研究課題/領域番号 |
20K15256
|
研究機関 | 東京工業大学 |
研究代表者 |
鶴巻 英治 東京工業大学, 理学院, 助教 (00772758)
|
研究期間 (年度) |
2020-04-01 – 2022-03-31
|
キーワード | ルビセン / アントラセン / 酸化的環化反応 / ナノカーボン / ナノグラフェン / 芳香族 / 多環式芳香族炭化水素 / 発光 |
研究実績の概要 |
炭素原子の配列様式を組み替えた新しいナノグラフェンの合成を目指して、ルビセンを基本骨格に持つ新規多環式芳香族炭化水素の合成および構造と物性に関する研究を行った。 まず、アントラセンの9,10-位がp-またはm-フェニレンで連結されたアントラセン2量体および3量体をクロスカップリング反応により調製した。これらに対し、酸化的環化反応を行うことで、アントラセンユニットと架橋ベンゼン環の間で5員環化が進行し、分子内に複数のルビセン構造が同時に構築された。NMR、質量分析、単結晶X線測定および量子化学計算により構造決定し、π拡張ルビセンが平面性の高いπ共役構造をもつことを明らかにした。また吸収および蛍光スペクトルや電気化学測定により基礎的な物性を測定することで、ルビセン単量体に比べて、π拡張ルビセンではHOMO-LUMOギャップが大幅に減少しており、効率的にπ共役系が拡張されたことを確認した。
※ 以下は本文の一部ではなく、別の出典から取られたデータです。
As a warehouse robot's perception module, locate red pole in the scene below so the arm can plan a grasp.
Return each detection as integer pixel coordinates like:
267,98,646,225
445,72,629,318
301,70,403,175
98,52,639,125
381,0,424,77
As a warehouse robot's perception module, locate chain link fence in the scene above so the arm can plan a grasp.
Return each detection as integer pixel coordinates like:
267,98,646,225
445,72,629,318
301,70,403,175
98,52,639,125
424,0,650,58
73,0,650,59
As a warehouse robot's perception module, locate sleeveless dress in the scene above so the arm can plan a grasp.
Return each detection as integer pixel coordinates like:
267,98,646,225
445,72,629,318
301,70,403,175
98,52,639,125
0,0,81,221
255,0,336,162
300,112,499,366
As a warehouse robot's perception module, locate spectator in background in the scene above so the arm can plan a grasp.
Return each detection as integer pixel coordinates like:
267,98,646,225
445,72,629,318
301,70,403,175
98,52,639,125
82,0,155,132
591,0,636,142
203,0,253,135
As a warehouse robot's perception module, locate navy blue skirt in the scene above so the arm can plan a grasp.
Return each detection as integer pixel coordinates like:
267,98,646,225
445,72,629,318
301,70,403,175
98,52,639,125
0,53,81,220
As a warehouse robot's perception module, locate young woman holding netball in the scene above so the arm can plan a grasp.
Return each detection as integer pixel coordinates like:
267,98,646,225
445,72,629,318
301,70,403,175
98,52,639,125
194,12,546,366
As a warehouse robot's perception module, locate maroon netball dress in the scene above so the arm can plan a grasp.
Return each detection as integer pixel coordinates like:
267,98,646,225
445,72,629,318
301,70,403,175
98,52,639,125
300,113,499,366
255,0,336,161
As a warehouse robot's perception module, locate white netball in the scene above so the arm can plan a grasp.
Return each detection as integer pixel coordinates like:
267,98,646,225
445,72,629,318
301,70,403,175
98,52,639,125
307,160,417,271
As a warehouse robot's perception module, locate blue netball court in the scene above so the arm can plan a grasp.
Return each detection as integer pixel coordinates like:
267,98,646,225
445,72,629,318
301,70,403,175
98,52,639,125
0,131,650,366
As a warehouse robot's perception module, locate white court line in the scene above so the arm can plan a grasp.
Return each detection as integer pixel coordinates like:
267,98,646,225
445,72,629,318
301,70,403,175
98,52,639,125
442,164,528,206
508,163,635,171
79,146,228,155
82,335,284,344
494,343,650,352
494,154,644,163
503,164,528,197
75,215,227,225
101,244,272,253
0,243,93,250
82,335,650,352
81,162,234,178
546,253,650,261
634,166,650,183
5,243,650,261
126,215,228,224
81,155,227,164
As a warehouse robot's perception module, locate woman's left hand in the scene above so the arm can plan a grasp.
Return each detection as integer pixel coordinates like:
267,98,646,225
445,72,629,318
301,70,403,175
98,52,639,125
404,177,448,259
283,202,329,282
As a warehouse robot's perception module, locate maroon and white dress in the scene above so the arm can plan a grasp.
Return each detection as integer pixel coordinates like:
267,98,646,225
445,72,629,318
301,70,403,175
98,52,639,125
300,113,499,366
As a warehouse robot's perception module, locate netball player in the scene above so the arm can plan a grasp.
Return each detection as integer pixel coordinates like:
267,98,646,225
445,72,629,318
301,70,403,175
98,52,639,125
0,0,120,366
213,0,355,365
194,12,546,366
特に、アントラセン3量体から構築したπ拡張ルビセンでは、700-850 nmの近赤外領域に吸収、蛍光が確認され、発光の量子収率も中程度維持されているため、安定な近赤外発光色素としての可能性も見出された。 さらに、1つのベンゼン環を3つのルビセン骨格が共有する形のC3対称なプロペラ形分子の合成も行った。2-ブロモアセアントリレン誘導体を既存の合成を参考に合成し、これに対してPd触媒を用いるヘック型三量化反応を行うと、中程度から良好な収率で上述のプロペラ形分子およびその類縁体が得られた。単結晶構造解析により分子内に3つのらせんを持つプロペラ形構造であることを確認し、温度可変NMR解析により、そのプロペラ反転挙動を解析することができた。
|
現在までの達成度 (区分) |
現在までの達成度 (区分)
2: おおむね順調に進展している
理由
当初の予定通り、目的とする炭素の配列の異なるナノグラフェンについて、いくつかのモデル分子の合成と構造解析、基礎物性の測定を行う事ができた。分子内に5員環を組み込むことで、6員環のみで構成されるナノグラフェンに比べて、比較的高い安定性を維持したまま近赤外領域まで吸収、発光を長波長化させることができ、さらに広いナノグラフェンへ発展させるための土台が整ってきた。 また合成したモデル分子の中には、近赤外領域に効率的な吸収、発光を示す化合物も見つかっており、当初目的としたナノグラフェンの合成に関する基礎的な知見を得るだけでなく、モデル分子そのものが有機電子材料として応用される可能性も見出された。
|
今後の研究の推進方策 |
炭素原子の配列の異なる新規ナノグラフェンの構築を目的として、一年目のモデル分子の合成研究で得られた知見を活かして、さらに広いπ共役系を持つ化合物の合成を検討する。 一般的な溶液の分光測定、単結晶X線測定に加えて、走査型電子顕微鏡などの測定を行う事で、新規ナノグラフェン類の構造や性質を明らかにし、新しい機能を持つナノカーボン材料への応用を検討する。
|
次年度使用額が生じた理由 |
本研究は主に有機合成を主体とする実験研究であり、合成試薬、ガラス器具などの消耗品に多くの予算を計上している。2020年度は新型コロナウィルス感染症対策で研究実施日が大幅に制限されたため、上記の消耗品を計上する物品費の支出が抑えられた。この点は本年度の消耗品購入に回す。 また、毎年参加予定の国内学会、国際学会が中止またはオンライン化されたため、旅費の支出が無くなった。 今年度はいくつかの学会が開かれる予定であるため、可能であれば今年度の旅費に当てる他、合成実験の試薬、ガラス器具などの消耗品の購入にも一部を充てる。